"Que seja doce."(CFA)

sexta-feira, julho 15, 2005

Sopro

(*ouvindo O, Damien Rice)

Alguma coisa se move no escuro. Alguma coisa se espreguiça quando a luz do sol reflete no muro de tijolos vermelhos do lado de fora. Um pouco do seu cheiro fica no travesseiro embora você nunca se deite comigo naqueles lençóis ásperos. Imagino. Nada demais, nada que possa descrever quando todos dormem. Além dos meus olhos, outros olhos de vidro observam além da parede e fico doente demais. Escrevo cartas como quem não sabe mais contar as mesmas velhas histórias que empoeiram até desaparecerem no canto do quarto.

Tenho saudade de quando podia chegar e bater palmas na porta dessa casa, mas o Tempo tem dessas, não há nada a fazer senão enxugar as palmas vazias e sorrir quebrado para quem passa. Vai tudo bem ou ficamos combinados assim. Um desastre é só mais um desastre, existe uma outra saída no fundo daquele baú de madeira pesada que cismam em guardar meus antigos escritos. Há um caminho sem pegadas de gente, onde os barulhos não são deste mundo e por isso mesmo, devem acalmar meu sono inquieto.

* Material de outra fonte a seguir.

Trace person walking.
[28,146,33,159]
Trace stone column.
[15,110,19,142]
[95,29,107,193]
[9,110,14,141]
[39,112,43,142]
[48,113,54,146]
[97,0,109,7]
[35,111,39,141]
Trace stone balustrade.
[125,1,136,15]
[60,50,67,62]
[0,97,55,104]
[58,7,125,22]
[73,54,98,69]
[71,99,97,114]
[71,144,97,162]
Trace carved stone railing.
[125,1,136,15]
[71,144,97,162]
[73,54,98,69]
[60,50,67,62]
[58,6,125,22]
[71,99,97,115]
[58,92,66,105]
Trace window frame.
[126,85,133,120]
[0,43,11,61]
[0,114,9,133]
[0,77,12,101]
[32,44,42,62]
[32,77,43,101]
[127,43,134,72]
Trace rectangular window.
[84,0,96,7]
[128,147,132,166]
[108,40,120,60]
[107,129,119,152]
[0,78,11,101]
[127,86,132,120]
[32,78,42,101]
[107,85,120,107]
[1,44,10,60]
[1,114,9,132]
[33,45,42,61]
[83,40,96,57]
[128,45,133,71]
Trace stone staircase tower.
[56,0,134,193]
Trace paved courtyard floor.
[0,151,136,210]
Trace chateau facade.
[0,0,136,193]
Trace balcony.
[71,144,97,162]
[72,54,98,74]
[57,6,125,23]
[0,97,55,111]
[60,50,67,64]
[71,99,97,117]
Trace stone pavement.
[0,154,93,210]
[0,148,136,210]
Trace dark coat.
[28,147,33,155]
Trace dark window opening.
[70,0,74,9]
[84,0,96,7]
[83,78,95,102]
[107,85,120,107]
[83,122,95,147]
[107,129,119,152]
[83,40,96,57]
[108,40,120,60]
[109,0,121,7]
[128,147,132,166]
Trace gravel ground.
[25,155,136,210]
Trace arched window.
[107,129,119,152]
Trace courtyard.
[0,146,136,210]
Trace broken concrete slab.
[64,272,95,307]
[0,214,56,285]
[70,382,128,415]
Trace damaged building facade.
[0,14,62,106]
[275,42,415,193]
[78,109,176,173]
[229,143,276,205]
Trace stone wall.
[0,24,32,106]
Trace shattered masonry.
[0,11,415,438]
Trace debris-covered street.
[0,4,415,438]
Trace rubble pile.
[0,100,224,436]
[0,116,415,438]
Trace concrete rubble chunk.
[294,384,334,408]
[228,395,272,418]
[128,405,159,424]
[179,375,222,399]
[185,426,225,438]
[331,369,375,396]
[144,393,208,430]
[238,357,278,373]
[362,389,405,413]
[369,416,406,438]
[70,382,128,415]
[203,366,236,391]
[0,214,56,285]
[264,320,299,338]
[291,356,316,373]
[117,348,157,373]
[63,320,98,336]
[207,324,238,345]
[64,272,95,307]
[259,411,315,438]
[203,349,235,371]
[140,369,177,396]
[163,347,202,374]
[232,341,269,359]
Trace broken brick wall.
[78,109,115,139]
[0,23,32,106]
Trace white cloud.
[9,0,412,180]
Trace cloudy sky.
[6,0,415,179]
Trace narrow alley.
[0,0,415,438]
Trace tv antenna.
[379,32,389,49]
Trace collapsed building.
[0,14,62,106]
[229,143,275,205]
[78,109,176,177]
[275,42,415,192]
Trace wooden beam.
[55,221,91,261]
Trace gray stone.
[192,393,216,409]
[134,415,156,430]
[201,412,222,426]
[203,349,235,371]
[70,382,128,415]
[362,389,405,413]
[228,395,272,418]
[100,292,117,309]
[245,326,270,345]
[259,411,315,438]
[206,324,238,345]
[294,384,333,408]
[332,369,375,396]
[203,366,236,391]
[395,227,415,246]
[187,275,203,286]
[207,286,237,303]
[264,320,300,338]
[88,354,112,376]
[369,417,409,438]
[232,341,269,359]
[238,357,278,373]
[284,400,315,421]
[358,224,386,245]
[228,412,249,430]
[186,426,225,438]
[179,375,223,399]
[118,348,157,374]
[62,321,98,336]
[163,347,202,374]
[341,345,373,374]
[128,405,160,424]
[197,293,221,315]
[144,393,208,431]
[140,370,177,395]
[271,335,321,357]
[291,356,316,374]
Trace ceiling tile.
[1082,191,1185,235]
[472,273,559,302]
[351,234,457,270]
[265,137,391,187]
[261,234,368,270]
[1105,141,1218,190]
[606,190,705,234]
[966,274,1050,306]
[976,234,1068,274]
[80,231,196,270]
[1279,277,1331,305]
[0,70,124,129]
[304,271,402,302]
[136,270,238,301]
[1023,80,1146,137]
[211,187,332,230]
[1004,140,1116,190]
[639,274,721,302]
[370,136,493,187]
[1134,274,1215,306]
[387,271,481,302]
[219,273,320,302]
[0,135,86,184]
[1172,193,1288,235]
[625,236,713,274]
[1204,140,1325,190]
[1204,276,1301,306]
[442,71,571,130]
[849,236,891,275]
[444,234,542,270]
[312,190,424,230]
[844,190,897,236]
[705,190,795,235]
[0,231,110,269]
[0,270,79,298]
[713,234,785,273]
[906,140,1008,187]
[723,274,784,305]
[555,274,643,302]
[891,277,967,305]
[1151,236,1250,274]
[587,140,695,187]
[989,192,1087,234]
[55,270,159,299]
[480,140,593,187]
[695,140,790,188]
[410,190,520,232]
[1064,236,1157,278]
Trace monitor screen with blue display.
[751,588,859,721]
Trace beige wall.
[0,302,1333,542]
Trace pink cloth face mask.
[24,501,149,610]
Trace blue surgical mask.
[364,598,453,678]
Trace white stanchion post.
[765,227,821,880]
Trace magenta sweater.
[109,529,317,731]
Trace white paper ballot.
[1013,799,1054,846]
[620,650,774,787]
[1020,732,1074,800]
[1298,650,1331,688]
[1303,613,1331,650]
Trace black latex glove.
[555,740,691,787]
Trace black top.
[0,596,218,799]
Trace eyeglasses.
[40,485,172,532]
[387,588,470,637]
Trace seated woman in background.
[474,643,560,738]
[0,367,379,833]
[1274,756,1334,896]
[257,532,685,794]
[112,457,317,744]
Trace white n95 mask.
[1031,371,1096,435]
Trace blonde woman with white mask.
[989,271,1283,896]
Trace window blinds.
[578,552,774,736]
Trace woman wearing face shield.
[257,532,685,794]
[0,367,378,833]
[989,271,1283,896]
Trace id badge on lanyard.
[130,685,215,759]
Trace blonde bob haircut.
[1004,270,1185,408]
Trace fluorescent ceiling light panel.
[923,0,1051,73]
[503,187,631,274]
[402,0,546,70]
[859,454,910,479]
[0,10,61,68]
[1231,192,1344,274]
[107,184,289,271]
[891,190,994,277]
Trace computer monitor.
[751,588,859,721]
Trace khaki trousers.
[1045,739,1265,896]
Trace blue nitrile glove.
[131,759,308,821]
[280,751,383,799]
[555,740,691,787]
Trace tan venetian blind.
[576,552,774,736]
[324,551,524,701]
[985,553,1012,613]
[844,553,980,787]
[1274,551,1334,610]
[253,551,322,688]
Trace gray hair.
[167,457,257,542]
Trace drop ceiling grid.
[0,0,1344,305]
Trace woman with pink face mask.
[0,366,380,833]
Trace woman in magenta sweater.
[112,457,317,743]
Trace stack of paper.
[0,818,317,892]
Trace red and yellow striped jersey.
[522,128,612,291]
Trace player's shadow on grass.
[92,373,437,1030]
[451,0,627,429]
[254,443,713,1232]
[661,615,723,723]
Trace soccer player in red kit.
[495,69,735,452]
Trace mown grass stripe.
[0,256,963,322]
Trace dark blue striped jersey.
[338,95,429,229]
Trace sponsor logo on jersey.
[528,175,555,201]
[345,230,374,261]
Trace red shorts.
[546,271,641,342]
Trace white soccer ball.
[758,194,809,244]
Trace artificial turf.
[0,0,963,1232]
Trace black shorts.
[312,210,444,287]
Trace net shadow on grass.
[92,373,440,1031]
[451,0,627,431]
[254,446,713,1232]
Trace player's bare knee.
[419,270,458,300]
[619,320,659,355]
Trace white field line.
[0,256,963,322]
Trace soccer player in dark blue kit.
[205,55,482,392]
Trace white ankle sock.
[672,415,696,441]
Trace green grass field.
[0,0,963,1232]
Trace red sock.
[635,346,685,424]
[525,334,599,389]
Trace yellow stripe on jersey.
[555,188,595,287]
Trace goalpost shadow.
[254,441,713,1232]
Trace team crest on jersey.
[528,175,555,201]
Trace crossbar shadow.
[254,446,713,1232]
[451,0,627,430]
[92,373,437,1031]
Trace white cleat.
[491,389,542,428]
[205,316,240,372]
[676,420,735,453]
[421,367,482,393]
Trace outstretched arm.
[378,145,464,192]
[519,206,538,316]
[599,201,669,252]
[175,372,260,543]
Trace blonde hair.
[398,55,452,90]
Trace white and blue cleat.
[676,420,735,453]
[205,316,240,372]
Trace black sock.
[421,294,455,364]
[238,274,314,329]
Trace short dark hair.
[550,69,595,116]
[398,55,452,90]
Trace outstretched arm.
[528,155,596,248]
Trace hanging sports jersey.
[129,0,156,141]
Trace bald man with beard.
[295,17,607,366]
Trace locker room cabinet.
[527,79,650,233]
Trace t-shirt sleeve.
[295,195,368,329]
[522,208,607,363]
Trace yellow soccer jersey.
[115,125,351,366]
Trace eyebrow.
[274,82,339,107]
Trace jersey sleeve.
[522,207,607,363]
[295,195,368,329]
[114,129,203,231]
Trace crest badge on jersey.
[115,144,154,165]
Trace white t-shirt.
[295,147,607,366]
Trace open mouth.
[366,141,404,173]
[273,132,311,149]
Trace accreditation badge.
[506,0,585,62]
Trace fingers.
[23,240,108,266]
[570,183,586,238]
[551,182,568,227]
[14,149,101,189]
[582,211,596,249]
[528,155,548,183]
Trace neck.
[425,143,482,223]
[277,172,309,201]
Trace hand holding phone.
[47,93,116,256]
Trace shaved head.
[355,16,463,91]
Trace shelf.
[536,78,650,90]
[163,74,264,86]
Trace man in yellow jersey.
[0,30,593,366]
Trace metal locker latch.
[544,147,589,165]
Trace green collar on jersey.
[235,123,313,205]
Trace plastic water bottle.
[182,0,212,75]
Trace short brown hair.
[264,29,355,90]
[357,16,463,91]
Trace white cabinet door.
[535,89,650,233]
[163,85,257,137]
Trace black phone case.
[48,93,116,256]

Este rosto que adoro, tem curvas duras escondendo uma carne macia e uma vontade tão doce.....algo que por mais que suba e tente enxergar distante, não vejo final. Fica sempre mais um pouco quando você se despede, como um resto de calma na garganta, um pouco de silêncio no peito e meus pés me guiam até a porta de casa, como se meu corpo fosse um cavalo acostumado.

Não me perturbe, Sombra, não me perturbe. Sei dos fins, das rupturas, das mentiras, das falsas promessas, vamos lá, passei por solavancos na estrada antes de chegar até aqui. Mesmo assim, Sombra, você tenta me entender com seus vazios e nada, absolutamente nada me explica, eu sei, nada me estabelece, apenas uma força teimosa de continuar e ser, a tal coisa certa que muitos nem sabem como, quero e faço, por mais difícil que pareça, sempre será mais penoso tentar enganar e sangrar ruim como qualquer destino ordinário, mas me deixe, Sombra, não me acorde tarde da noite, amargando minha boca, tecendo tramas para envenenar minha pele, toda essa força para provocar meu avesso tão inútil, eu não tenho medo porque sei da minha morte possível em todas as quedas e quantas meninas são necessárias para o sacrifício de estar lúcida.

Distante, ainda ouço a música. Não se assuste se um dia me recusar a cantar em seu ouvido. Alguma coisa em você é tão tranquila e certa de si mesma, alguma coisa em você me pacifica, faz com que feche todas as portas e escancare as janelas para o novo que não faço idéia, eu sonho agora entre os minutos que você conta o seu dia e faço planos, como quem desaprendeu a se encolher quando toca as cicatrizes.